Opening NATO's first summit behind the old Iron Curtain, he suggested that the alliance formally invite the newcomers to join the West's premier security organization. "I therefore put it to the heads of state and government of NATO meeting here in the North Atlantic Council that we invite to accession talks with NATO the following nations: Bulgaria, Estonia, Latvia, Lithuania, Romania, Slovakia, and Slovenia. I take it that this is agreed. Thank you very much. The council has so decided," Lord Robertson said.

The newcomers will formally become members of NATO in 2004, alongside Poland, Hungary, and the Czech Republic, the first former communist countries to join the Western defense pact.

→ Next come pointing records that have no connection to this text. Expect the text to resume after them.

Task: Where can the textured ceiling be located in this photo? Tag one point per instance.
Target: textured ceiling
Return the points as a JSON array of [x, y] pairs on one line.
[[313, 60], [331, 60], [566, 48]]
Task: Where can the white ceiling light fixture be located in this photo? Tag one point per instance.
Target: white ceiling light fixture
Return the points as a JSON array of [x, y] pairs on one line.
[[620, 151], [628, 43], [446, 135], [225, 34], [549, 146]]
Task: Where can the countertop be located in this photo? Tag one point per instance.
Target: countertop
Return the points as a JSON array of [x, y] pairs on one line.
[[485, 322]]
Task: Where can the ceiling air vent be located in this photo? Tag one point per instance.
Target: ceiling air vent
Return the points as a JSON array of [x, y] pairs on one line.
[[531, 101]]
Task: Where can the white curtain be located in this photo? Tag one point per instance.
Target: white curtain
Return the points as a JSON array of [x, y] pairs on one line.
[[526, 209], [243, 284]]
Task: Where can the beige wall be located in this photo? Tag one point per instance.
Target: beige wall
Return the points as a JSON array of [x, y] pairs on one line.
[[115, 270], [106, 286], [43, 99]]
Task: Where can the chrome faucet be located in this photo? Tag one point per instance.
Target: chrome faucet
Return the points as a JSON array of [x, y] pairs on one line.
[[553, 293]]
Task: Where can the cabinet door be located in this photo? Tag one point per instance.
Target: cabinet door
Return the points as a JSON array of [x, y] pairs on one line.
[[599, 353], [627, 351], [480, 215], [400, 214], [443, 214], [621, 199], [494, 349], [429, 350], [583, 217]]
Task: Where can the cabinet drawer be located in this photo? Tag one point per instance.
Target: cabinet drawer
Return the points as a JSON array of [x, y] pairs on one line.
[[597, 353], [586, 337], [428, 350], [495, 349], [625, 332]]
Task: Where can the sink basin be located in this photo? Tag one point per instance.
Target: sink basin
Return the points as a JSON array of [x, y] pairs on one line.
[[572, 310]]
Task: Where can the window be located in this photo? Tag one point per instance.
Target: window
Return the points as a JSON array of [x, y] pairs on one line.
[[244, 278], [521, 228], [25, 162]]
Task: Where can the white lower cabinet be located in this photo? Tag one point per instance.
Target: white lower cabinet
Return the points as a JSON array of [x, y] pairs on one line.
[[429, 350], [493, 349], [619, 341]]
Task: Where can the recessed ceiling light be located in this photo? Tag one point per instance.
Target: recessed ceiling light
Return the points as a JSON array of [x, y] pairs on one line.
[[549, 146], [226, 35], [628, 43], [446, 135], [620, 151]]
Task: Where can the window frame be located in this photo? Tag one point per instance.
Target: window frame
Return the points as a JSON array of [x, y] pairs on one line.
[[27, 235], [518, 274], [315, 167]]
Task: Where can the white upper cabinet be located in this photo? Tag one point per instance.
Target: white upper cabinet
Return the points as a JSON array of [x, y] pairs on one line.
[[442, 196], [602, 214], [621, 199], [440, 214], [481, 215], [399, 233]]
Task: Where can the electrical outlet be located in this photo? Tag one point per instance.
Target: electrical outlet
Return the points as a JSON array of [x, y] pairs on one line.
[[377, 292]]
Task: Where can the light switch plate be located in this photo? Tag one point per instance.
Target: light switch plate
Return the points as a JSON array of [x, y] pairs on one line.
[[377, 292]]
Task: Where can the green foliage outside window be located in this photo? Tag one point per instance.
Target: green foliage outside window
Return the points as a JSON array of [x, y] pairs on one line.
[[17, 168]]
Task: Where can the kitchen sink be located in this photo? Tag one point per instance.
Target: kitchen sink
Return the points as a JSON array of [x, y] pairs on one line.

Mr. Robertson says the expanded NATO, which will have 26 members and a land border with Russia, will keep its door open to other candidates. Albania, Macedonia, and, most recently, Croatia, have applied to join the alliance, but are not considered to have met the requirements to do so.

Czech President Vaclav Havel, eastern Europe's senior statesman and a former anti-communist dissident, told his colleagues that NATO's decision to expand further into Eastern Europe marks the end of what he called Europe's unnatural division between the old democracies of the West and the post-communist ones of the East. "It is only through this enlargement that a clear signal is given, not only for all Europeans, but for the entire world, that the era when countries were divided by force into spheres of influence, or where the strong were used to subjugate the weaker, has come to an end once and for all," said Vaclav Havel.

With the enlargement issue out of the way, NATO now turns its attention to what many consider the alliance's fundamental challenge: how to remain relevant in a world whose major security challenges are terrorism and rogue states possessing or seeking weapons of mass destruction.

The leaders are expected later Thursday to commit themselves to modernizing their armed forces with the aim of dealing with such new threats. They are slated to approve a U.S. proposal for NATO to set up a 20,000 man rapid response force that can be deployed anywhere in one-week's time.